The former ballplayer relies on the mental resilience he learned during his pitching career to his new role as a small business owner. “The one thing that [baseball] really taught me was not to fear failure, and more to learn from it,” he says. “Baseball is a sport where you are going to fail. Going into a small business, it’s the same thing: there are going to be failures, and there are going to be things that seem like the end of the world or seem like everything is crumbling around you. And at the end of the day, it’s just something to learn from.”

From the Diamond to the Desk

Post-injury and retirement, Demel decided to join his wife in the real estate industry “We were living here in Fort Worth, and Jennifer got a job with Burt Ladner Real Estate,” Demel says. “We would also take on some fun projects renovating houses. We would do maybe one flip a year while playing, so we always had an interest in real estate.”

The couple has excelled in their industry, garnering recognition as the firm’s top producers in 2019.
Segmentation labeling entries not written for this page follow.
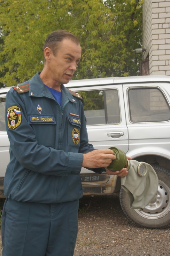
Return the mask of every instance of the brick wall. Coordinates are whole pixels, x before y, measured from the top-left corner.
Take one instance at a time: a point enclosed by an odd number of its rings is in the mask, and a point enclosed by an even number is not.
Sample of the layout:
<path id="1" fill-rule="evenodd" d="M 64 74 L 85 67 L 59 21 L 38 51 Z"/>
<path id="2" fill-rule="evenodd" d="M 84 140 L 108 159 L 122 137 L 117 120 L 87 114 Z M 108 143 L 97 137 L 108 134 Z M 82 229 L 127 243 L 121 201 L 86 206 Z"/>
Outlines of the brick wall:
<path id="1" fill-rule="evenodd" d="M 144 0 L 143 41 L 150 75 L 170 75 L 170 0 Z"/>

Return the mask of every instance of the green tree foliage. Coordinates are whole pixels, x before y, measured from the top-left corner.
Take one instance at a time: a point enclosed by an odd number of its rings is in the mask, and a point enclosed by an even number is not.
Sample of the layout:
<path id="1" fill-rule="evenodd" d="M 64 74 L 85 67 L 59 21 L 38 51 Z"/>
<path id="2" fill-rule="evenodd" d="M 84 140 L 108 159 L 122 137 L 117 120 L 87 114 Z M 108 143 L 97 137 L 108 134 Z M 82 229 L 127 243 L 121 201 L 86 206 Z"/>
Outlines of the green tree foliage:
<path id="1" fill-rule="evenodd" d="M 0 0 L 0 82 L 14 85 L 41 71 L 45 40 L 58 29 L 80 40 L 74 79 L 137 75 L 143 1 Z"/>

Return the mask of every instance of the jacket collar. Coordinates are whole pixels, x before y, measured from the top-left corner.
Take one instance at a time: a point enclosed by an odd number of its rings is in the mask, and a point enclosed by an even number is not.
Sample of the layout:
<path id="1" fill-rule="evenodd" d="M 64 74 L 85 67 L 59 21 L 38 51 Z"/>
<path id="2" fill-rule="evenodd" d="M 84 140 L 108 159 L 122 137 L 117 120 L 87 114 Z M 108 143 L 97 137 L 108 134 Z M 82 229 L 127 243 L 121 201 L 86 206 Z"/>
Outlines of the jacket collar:
<path id="1" fill-rule="evenodd" d="M 54 99 L 50 91 L 45 86 L 40 78 L 39 75 L 40 73 L 41 72 L 37 73 L 29 81 L 29 96 L 47 97 Z M 76 101 L 74 101 L 73 99 L 73 95 L 63 84 L 61 85 L 61 89 L 62 92 L 62 100 L 63 99 L 66 101 L 68 99 L 71 102 L 76 103 Z"/>

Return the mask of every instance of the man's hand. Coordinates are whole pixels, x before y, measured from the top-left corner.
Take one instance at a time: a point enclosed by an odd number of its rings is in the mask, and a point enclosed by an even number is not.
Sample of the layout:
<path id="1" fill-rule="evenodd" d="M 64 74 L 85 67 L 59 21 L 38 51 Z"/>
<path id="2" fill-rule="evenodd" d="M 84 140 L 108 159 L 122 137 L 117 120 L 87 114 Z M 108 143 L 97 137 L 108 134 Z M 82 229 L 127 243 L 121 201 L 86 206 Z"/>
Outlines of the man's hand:
<path id="1" fill-rule="evenodd" d="M 111 149 L 94 150 L 83 154 L 82 166 L 89 168 L 107 167 L 115 158 L 114 152 Z"/>

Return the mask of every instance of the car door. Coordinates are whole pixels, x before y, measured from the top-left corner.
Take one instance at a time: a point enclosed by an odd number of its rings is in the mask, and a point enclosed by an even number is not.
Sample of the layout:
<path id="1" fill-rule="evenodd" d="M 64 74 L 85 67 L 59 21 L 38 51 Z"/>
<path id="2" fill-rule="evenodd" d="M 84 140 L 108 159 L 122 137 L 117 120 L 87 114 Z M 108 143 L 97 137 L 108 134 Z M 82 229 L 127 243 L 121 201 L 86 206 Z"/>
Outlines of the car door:
<path id="1" fill-rule="evenodd" d="M 166 86 L 158 83 L 124 86 L 129 155 L 133 158 L 151 152 L 169 158 L 169 84 L 167 92 Z"/>
<path id="2" fill-rule="evenodd" d="M 122 85 L 73 89 L 82 96 L 89 142 L 97 149 L 115 147 L 125 153 L 128 137 Z"/>
<path id="3" fill-rule="evenodd" d="M 6 166 L 9 162 L 10 142 L 6 131 L 5 121 L 6 93 L 0 94 L 0 155 L 3 161 L 0 164 L 0 178 L 4 177 Z M 0 179 L 0 190 L 3 182 Z"/>

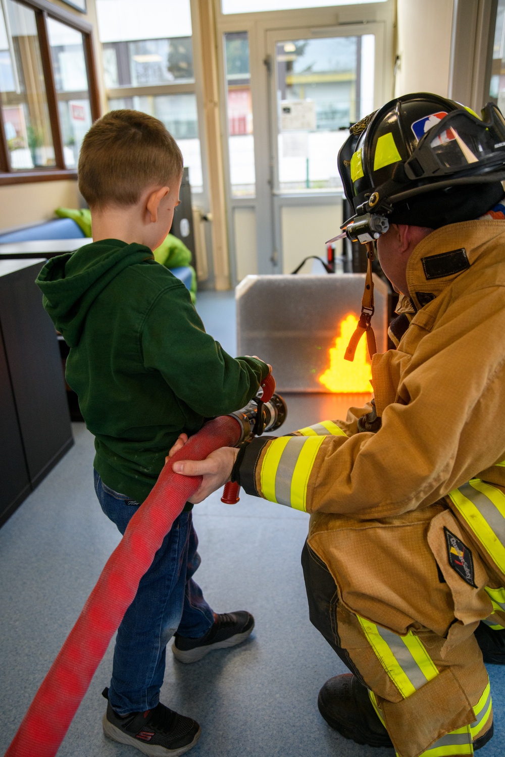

Demel credits his achievements as a Realtor in part to the decision-making process he learned on the diamond. “From a baseball standpoint, I never wanted ever to do anything that I didn’t have a reason behind,” says Demel. “When I’m throwing a pitch in baseball, there’s a reason I throw it—whether it is a good or bad situation. When I am going in and talking to a client for whom we are listing their house, or we are talking about a contract or negotiation, there is always a reason behind what I am saying, and I can explain it to them.”

A Matter of Trust

Now, Demel’s day-job successes in real estate are accompanied by nights inside the bar, but the trust that baseball helped him to perfect as a Realtor is still what he hopes will set him apart as a small business owner. “I sit here, and people give me the keys to their house … they are asking me to take care of it for them. There has to be a level of trust there and understanding that everything is in good hands,” Demel says. “We want that same feeling transferred from our staff into our customers when they come into Thirty Eight & Vine.”

Although Thirty Eight & Vine has been open in the Foundry District only two months, Demel is hoping it will quickly become a part of the city’s fabric. “We were tired of watching all [these retail and restaurants concepts] come here,” he says. “We want to be the ones to bring it. Somebody is going to do it, and it’s going to be us.”